Prof. Hemant Kocher, MBBS, MS, MD, FRCS from the Queen Mary University of London speaks about Pentraxin 3 is a stromally-derived biomarker for detection of pancreatic ductal adenocarcinoma.
Link to Article:
https://www.nature.com/articles/s41698-021-00192-1
Abstract:
There are no good diagnostic indicators for pancreatic ductal adenocarcinoma (PDAC), which is characterized by thick desmoplastic stroma laid down by pancreatic stellate cells (PSC). In an ethically authorized way, a multi-center cohort of PDAC patients and controls (chronic pancreatitis, intra-ductal papillary neoplasms, gallstones, and otherwise healthy) contributed serum. When compared to serum CA19-9 and CEA, serum PTX3 above 4.34 ng/mL has a higher sensitivity (86 percent, 95 percent confidence interval (CI): 65"“97 percent ) and specificity (86 percent, 95 percent CI: 79"“91 percent ), positive predictive value (97 percent ), and likelihood ratio (6.05), and is superior in detecting PDAC. In vitro and ex vivo studies of PTX3 in human PDAC samples, PSCs, cell lines, and a PDAC transgenic mice model show that PTX3 is produced by stromal cells, mostly PSC. By utilizing all-trans-retinoic acid to make activated PSC quiescent, PTX3 secretion may be reduced (ATRA). In collaboration with tumor necrosis factor-stimulated gene 6 (TSG-6), PTX3 organizes hyaluronan and promotes stellate and cancer cell invasion. PTX3 exhibited no prognostic or predictive value in the SCALOP clinical study (ISRCTN96169987), which tested chemo-radiotherapy without stromal targeting. However, in the STARPAC clinical study (NCT03307148), stromal modulation by ATRA is associated with a serum PTX3 response even at the first dosage in patients who go on to show disease control, but not in those who advance. PTX3 is a potential stromally-derived biomarker for PDAC that should be investigated further in prospective, bigger, multi-center cohorts and clinical studies focusing on the stroma.
Introduction:
Up to 90% of patients with pancreatic ductal adenocarcinoma (PDAC) arrive with advanced disease as a result of delayed diagnosis1, owing to a lack of distinct symptoms and signs early in the illness, which is worsened by a lack of particular biomarkers to help early detection2. CA19-9, the most commonly used blood biomarker for PDAC in clinical practice, has a medium sensitivity (41"“86%) and specificity (33"“100%)2,3. The combination of CEA and CA19-9 has been suggested to improve diagnostic accuracy4, although this has not been confirmed3. As a result, no accurate and practically relevant biomarkers for early diagnosis of PDAC exist at this time, however, a panel of urine biomarkers is making inroads into large-scale clinical trials5.

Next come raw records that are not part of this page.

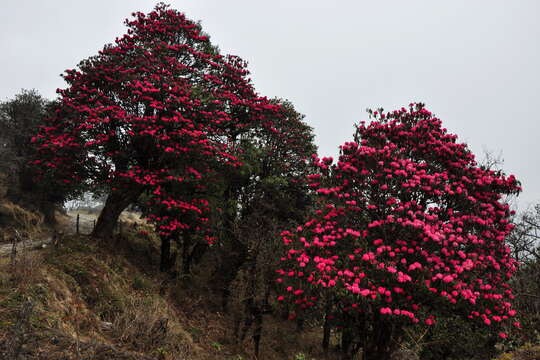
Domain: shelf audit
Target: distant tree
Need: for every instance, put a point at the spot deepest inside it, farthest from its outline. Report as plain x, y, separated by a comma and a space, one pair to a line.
409, 229
266, 194
154, 111
525, 244
20, 119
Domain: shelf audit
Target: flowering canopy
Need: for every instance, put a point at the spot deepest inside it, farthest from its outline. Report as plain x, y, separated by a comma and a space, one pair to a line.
409, 227
156, 109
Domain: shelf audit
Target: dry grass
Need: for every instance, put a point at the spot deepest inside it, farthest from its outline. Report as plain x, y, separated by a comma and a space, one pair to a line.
27, 223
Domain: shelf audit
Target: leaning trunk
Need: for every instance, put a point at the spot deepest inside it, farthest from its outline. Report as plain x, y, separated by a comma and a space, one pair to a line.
116, 202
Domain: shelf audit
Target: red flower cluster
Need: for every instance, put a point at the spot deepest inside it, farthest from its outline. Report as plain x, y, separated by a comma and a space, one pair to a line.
157, 108
409, 224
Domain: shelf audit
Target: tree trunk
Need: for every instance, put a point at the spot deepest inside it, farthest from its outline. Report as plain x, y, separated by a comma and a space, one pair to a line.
116, 202
186, 253
326, 327
167, 259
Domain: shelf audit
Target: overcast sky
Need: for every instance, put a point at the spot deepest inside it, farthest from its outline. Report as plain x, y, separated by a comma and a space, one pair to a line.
476, 64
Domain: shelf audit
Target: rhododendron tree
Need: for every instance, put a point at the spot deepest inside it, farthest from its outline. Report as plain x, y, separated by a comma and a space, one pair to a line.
152, 112
409, 228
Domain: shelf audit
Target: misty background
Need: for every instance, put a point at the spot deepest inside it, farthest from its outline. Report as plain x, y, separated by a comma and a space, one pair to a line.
474, 63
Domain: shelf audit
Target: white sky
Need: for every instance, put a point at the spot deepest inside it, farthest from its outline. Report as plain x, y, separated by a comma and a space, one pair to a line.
476, 64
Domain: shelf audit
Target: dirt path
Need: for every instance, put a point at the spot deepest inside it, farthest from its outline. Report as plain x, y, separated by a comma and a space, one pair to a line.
67, 225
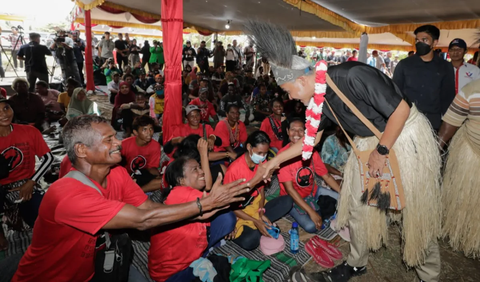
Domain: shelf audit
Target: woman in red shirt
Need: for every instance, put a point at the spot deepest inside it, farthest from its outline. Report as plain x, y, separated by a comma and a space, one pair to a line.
272, 125
173, 248
253, 220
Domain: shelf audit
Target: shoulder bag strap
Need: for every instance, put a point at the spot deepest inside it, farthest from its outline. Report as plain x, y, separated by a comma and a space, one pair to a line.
77, 175
354, 147
352, 107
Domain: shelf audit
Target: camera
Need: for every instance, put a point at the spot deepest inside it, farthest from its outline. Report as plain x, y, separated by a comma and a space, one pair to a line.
59, 39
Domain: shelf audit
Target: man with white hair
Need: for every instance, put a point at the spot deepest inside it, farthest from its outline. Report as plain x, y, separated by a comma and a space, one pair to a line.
100, 195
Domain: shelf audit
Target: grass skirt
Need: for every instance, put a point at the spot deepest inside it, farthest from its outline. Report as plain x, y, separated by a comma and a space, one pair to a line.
419, 161
461, 195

The pancreatic stellate cells (PSC)6,7,8 lay down an intensive desmoplastic stroma, which is characteristic of PDAC. Our previous research has demonstrated that targeting active PSC with the pleiotropic drug All-trans Retinoic Acid (ATRA) causes them to go dormant9. Pentraxin 3 (PTX3) transcripts are down-regulated when PSC is rendered quiescent, according to a gene-expression microarray. We hypothesized that serum PTX3 may serve as a proxy for desmoplasia and, hence, PDAC.
A sample size of 260 was determined in pilot research comparing blood PTX3 levels in patients with PDAC to age/gender-matched controls (Fig. 1A) and nomograms for diagnostic tests10. This was based on a 50% prevalence (P0.5) assumption in our population (cancer vs other pancreatic illnesses or healthy controls), an expected accuracy (W0.05), and a confidence interval of 5% (CI = 0.05, z = 1.96) with a sensitivity of 90% (SN = 0.9) and specificity of 90% (SP = 0.9).